Community advocate Deborah Arnold said homeless people congregate and wander around the neighborhood. She said she’d support the Cooper Street rapid housing program if the city provides them with other services as well. She expressed particular concerns about crime and noted one woman tried to enter her home with lighter fluid and a match about two months ago.

Arnold said she suspects the woman was suffering from a mental illness. Last year, 21% of homeless people in the U.S. reported having a serious mental illness, according to the National Coalition to End Homelessness, which also notes homeless people are far more likely to be victims than perpetrators of crime.

“When a homeless person [does] not have what they need, they will wander around and they will get it,” Arnold said. 

Sharing the responsibility

Vassell, who attended the meeting, tried to clarify that the city isn’t looking to build another homeless shelter in Mechanicsville. She said other supportive housing communities have been built in more affluent, majority-white neighborhoods.

Kirkwood, for example, has the Presley Woods affordable housing complex, run by the homeless aid group known as 3Keys. The neighborhood has a 58% white population and an annual median household income of nearly $116,000, according to Niche.com.

The My Sister’s House homeless shelter run by Atlanta Mission resides in Midtown, where 54% of residents are white, Niche.com reports, and the median income per year is just shy of $120,000.

Atlanta Mission and 3Keys are two of more than 160 aid groups affiliated with Partners for HOME.

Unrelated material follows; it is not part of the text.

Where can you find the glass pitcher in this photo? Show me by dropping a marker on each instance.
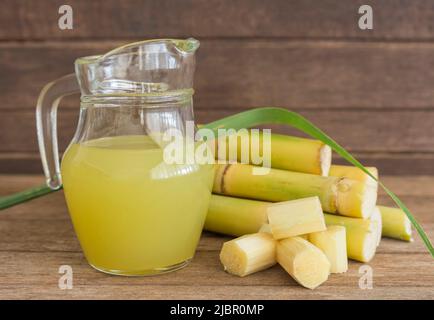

“We’re not singling out Mechanicsville,” Vassell said. “We are working in many other neighborhoods across the city and have invested, now, almost $22 million to that end.”

After the meeting, City Council member Jason Dozier said he still intends to support the mayor’s proposal, despite resistance from his constituents in Mechanicsville.

“I support the vision,” Dozier said. “I just want to make sure the implementation is something that meets the needs and is responsive to the concerns of the community.”

Ebony Rose, a self-described homeless person, stands in front of the tent where she’s sleeping in Mechanicsville. (Chauncey Alcorn/Capital B)

Dozier’s support may be appreciated by unhoused Mechanicsville residents like Ebony Rose, 31, who has been living on the streets for the past five years and says she hopes the rapid housing program will help her get back on her feet.

“I’d be able to focus better,” Rose said. “I’d be able to have family over. I’d be able to not freeze to death. … There’s a lot of benefits that come with having a roof.”

Carlos Bradley, seen near the tent city where he lives in Mechanicsville, says people opposed to the rapid housing proposal should have more empathy for those in need. (Chauncey Alcorn/Capital B)

Homeless Mechanicsville resident Carlos Bradley suggested people opposed to the rapid housing program should have more empathy for those in need, as many in the city struggle to pay their rent. Evictions in the Atlanta metro area have soared over the summer. 

“A lot of people are just a check away from being out here,” he said.